Winfield Townley Scott

Winfield Townley Scott (April 30, 1910 – April 28, 1968) was an American poet, critic and diarist.

Biography

Scott was born in Haverhill, Massachusetts, seven days after the arrival of Halley's Comet. He graduated from Brown University in 1931.[1]

He penned an important early appreciation of horror writer H.P. Lovecraft (1890–1937) — "His Own Most Fantastic Creation: Howard Phillips Lovecraft" (1944). Another essay on Lovecraft, "Lovecraft as a Poet", first appeared in Rhode Island on Lovecraft (1945) and was reprinted elsewhere in a revised version as "A Parenthesis on Lovecraft as Poet." He corresponded with Lovecraft, and in 1950, advised J. Warren Thomas about a biographical thesis. He was editor of The Providence Journal and Evening Bulletin[2]

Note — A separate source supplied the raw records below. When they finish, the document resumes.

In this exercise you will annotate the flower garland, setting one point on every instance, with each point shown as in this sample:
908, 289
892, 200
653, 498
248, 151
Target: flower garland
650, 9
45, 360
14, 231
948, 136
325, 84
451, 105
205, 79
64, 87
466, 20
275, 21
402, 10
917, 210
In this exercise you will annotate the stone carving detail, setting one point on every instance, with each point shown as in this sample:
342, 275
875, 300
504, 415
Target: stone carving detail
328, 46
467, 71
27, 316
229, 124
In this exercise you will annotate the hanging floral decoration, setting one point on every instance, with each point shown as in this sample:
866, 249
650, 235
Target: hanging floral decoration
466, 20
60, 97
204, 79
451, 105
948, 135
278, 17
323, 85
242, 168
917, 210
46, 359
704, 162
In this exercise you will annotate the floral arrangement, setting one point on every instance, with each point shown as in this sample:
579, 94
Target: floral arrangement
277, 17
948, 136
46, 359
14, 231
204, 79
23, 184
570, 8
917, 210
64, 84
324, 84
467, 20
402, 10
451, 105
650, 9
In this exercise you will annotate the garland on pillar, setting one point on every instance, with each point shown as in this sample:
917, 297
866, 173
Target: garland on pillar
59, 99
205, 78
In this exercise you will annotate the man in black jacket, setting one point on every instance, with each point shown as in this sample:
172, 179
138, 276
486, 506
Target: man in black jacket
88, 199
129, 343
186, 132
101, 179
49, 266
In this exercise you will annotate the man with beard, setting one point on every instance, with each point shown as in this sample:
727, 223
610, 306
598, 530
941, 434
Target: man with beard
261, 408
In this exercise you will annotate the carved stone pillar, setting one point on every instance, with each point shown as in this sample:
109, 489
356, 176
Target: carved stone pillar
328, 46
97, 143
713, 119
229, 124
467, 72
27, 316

Scott was primarily known for his journals. He published these as A Dirty Hand (1958). He corresponded with Ruth Lechlitner.[3]

Several of his poems appear in the book, "Dont Forget To Fly", an anthology (that includes many other famous works) collected by Paul B. Janeczko, Bradbury Press, published in 1981.

He died due to a drug reaction in 1968.

Awards

Works

Books of poems

  • Wind the Clock (1941)
  • The Sword on the Table (1942)
  • To Marry Strangers (1945)
  • Mr. Whittier and Other Poems (1948)
  • The Dark Sister (1958)
  • Scrimshaw (1959)
  • Collected Poems 1937-1962 (1962)
  • Change of Weather (1964)

Diaries

  • A Dirty Hand (University of Texas Press, 1969)

Essays

  • Exiles and Fabrications (Doubleday, 1961)

As editor

  • La Farge, Oliver, The Man with the Calabash Pipe (Houghton Mifflin, 1966)

References

Notes
  1. "Encyclopedia Brunoniana | Poetry". Brown.edu. Retrieved 2017-05-29.
  2. "The Black Seas of Copyright: Arkham House Publishers and the H.P. Lovecraft Copyrights". Aetherial.net. Retrieved 2017-05-29.
  3. "Papers of Ruth Lechlitner - Special Collections - The University of Iowa Libraries". Lib.uiowa.edu. Retrieved 2017-05-29.
  4. "1963 National Book Awards Winners and Finalists, The National Book Foundation". Nationalbook.org. Retrieved 2017-05-29.
Sources
  • Poet in America: Winfield Townley Scott by Scott Donaldson (AuthorHouse, 2001).